Bonne journée, bon film, bonne lecture et bonne bourre...
Vu hier Les nuits d'été de Mario Fanfani, film curieux et non dénué d'intérêt. En bref il évoque la façon dont est vécue l'homosexualité (sous le forme quasi unique du travestisme) dans une ville de province française en 1959. La reconstitution d'époque est soignée : quelques voitures, les décors d'appartements sont dans la note comme la boîte pour bourgeois en goguette, quelques bidasses en attente de départ pour l'Algérie. Les dialogues eux-mêmes ne détonent pas, ainsi le dîner entre notables où on parle des Arabes et où on glousse sur les homos de la ville ou bien le discours très humaniste de gauche de l'épouse du notaire.
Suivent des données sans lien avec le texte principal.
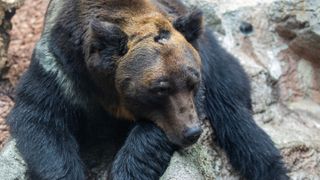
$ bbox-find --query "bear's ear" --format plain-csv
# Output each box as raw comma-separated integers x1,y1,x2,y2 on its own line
89,19,128,55
173,9,203,42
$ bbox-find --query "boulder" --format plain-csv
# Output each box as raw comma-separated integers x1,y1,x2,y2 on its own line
0,0,320,180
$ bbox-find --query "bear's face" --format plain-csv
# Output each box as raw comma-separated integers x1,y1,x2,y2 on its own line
86,12,202,146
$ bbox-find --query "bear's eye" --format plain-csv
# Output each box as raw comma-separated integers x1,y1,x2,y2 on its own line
150,81,171,96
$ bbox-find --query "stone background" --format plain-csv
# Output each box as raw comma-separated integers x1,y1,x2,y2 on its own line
0,0,320,180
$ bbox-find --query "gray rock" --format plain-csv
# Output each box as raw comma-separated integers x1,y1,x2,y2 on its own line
0,0,320,180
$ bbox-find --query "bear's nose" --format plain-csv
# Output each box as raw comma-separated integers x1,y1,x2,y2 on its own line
183,127,202,145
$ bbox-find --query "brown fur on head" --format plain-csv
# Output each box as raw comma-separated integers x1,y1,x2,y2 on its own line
84,0,202,145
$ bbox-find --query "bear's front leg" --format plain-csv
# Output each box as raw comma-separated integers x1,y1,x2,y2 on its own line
7,101,85,180
108,122,175,180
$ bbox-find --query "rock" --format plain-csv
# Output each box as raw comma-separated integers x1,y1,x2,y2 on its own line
0,0,24,75
0,140,26,180
0,0,320,180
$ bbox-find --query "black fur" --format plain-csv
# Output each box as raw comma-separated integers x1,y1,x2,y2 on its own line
199,32,288,180
7,0,288,180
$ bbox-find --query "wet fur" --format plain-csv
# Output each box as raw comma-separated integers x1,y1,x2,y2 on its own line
7,0,287,180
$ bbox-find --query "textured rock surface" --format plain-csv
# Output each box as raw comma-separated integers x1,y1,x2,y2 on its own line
163,0,320,180
0,0,24,75
0,0,320,180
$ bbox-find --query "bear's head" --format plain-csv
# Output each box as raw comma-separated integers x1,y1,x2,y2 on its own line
85,7,202,146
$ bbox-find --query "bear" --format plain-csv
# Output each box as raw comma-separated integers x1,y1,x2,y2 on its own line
7,0,288,180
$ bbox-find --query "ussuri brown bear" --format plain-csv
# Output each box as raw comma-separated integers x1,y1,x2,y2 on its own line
7,0,288,180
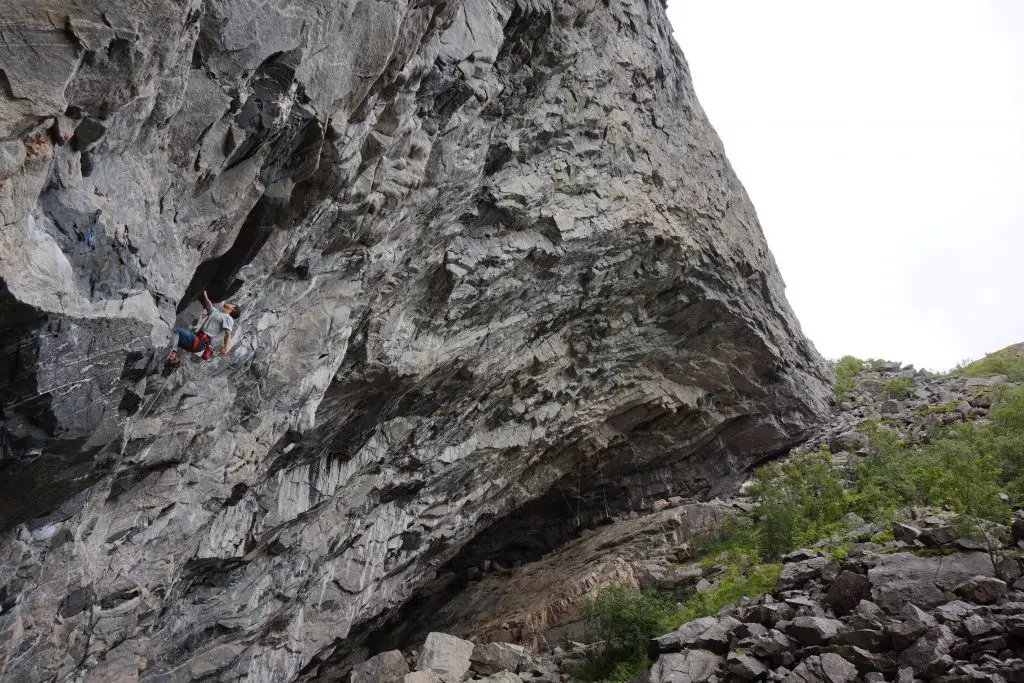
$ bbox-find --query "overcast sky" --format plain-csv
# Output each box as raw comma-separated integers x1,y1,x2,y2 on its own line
668,0,1024,369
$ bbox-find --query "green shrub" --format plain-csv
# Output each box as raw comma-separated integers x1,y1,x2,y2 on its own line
751,449,849,559
578,586,676,681
673,563,782,628
950,344,1024,382
831,355,864,398
883,378,916,398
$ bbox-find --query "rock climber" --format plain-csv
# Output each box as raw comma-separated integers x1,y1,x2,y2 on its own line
167,290,242,368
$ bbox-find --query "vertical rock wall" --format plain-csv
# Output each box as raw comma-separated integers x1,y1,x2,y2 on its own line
0,0,828,681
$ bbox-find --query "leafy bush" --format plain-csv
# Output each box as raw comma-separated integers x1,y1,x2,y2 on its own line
751,447,849,559
578,586,678,680
673,562,782,628
950,344,1024,382
577,387,1024,681
575,565,782,682
883,378,916,398
833,355,864,398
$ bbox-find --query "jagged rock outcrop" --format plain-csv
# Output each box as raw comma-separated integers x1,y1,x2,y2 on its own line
0,0,828,681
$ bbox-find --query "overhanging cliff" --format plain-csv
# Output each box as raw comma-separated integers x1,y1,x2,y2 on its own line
0,0,828,681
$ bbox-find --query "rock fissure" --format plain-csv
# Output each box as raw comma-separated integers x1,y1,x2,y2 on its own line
0,0,828,681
J'ai quand-même relevé 2 anachronismes : un emploi du mot fiotte et de l'expression Bonne journée.
Fiotte, même s'il est attesté depuis la fin du 19ème siècle, n'a été utilisé de façon courante qu'assez récemment et je me demande si on ne l'a pas redécouvert pour traduire des mots comme sissy dont les sergents-instructeurs accablent les malheureux troufions dans les films américains, à la fois femmelette, lâche et pédé. De façon plus exacte, dans une scène où des villageois s'en prennent aux travestis les mots utilisés sont bien d'époque : tante, tapette, pédéraste (ce dernier par ceux qui veulent se distinguer mais en fait emploient un mot impropre). De même une des bourgeoises utilise-t-elle l'expression être de la jaquette et le fameux en dont Proust s'amuse, dans Sodome et Gomorrhe je crois (il "en" est). On n'utilise pas encore les deux abréviations courantes, l'une neutre, homo, l'autre dépréciative, pédé. Le mélioratif gay, emprunté aux Américains, n'apparaîtra que bien plus tard (au début des années sida, comme une sorte d'hommage au malheur). Statistiquement il l'emporte car il est politiquement correct mais deviendront aussi d'usage courant des termes très péjoratifs comme tantouze (par suffixation), tarlouze (par analogie ?) ou le pittoresque tafiole. Comme des mots comme bougre et inverti n'ont pas disparu dans la bouche de ceux qui veulent faire genre, on peut constater que la sortie du placard de cette communauté a considérablement enrichi notre vocabulaire. Cela dit tante et tapette sont devenus désuets et le très médical homosexuel tend à disparaître.
Quant à bonne journée, c'est une expression d'invention récente, une variation sur bonjour qui est devenu le paradigme de la politesse et même son unique expression, laissant champ libre pour le reste à toutes les incivilités. Il donne lieu à ce genre de dialogue dans les boutiques ou les bureaux :
Moi : Pourriez-vous, s'il vous plaît, me dire...
L'employé (sur un ton acerbe) : Bonjour !
Moi (interloqué) : ...Oui, bonjour. Pourriez-vous me dire...
M'est avis que nous devons cette sacralisation du bonjour aux quartiers et plus précisément à leurs éléments subsahariens. En Afrique noire les salutations sont très ritualisées et ne pas saluer quelqu'un est une offense, on ne saurait s'en dispenser quelque longue que soit la formule (chez les Dogons on a le temps de vider 3 ou 4 calebasses de vin de palme avant la fin). Bonjour a dû paraître un peu sec, on l' a donc prolongé en rendant le message plus explicite mais en le destinant uniquement à une personne que l'on quitte. Cette expression a eu toute une postérité un peu niaiseuse : bon film, bonne lecture, bonne continuation de reps (sic). Puis comme bonne journée devenait banal et avait un petit côté moral déplaisant dans notre époque libérée, on lui a substitué belle journée. Ce réenchantement du Monde a tellement plu aux esthètes que nous sommes tous que la formule a elle aussi fait des petits. Le très branché maire de Paris au début de la décennie souhaitait une belle année à ses administrés, puis on a eu une belle santé et bientôt les loufiats vous diront bel appétit quand vous plongerez la cuillère dans votre ragougnasse. Plus belle, la vie, on n'a pas fini de vous le dire.